Efficient In-Framework Inference
The NeMo framework accelerates inference by distributing denoising operations across multiple GPUs through context parallelism. Key features include:
- Parallel Denoising: Latent tensors are combined to reconstruct the video sequence before decoding with the Cosmos video tokenizer.
- Performance Improvements: Benchmarks show 80–90% scaling efficiency on up to 32 H100 GPUs, with FP8 Multi-Head Attention providing significant performance improvements.
Overview of Video Diffusion Pipeline
The video diffusion training pipeline includes:
- Tokenization: Uses a causal temporal 3D tokenizer to generate 3D spatio-temporal tokens.
- Transformer Decoder: Conditioned by the diffusion noise schedule timestep and text input, with additional Root Mean Square Layer Normalization (RMSNorm) to stabilize diffusion training.
- Diffusion Loss: Computes the diffusion loss using the parallelized EDM diffusion pipeline.
Table: GPU Utilization and Throughput Benchmark for NVIDIA NeMo Framework on Diffusion Transformers (DiT)
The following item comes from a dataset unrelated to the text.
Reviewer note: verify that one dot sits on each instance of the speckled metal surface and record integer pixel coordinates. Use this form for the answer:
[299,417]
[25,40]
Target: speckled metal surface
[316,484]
Model Size | Context Length | Training Config | GPU Used (TFLOPS/s) | Throughput (token/s/GPU) |
---|---|---|---|---|
DiT 7B | 8k | Baseline, no optimization | OOM | - |
DiT 7B | 8k | CP=2 | 457 | 8,969 |
DiT 7B | 74k | TP=4 SP CP=4 | 414 | 2,933 |
DiT 28B | 8k | TP=2 SP PP=2 | 435 | 2,392 |
DiT 28B | 74k | TP=8 SP CP=4 PP=4 | 411 | 994 |
Legend:
- CP: Context parallelism
- TP: Tensor parallelism
- SP: Sequence parallelism
- PP: Pipeline parallelism
- OOM: Out of memory
Getting Started with NeMo
Developers can access the NeMo framework and start building custom video foundation models today. The NeMo Curator early access program allows for efficient video data curation, tokenization, pre-training, fine-tuning, and multi-GPU in-framework inference. For more information, visit the NVIDIA NeMo framework documentation and explore the NVIDIA Cosmos world foundation models.
Conclusion
The NVIDIA NeMo framework provides comprehensive capabilities for building custom video foundation models. With high-throughput data curation, scalable model training, and efficient in-framework inference, developers can effectively and efficiently pretrain and fine-tune video foundation models. The NeMo framework is designed to support various industries in leveraging the potential of video models.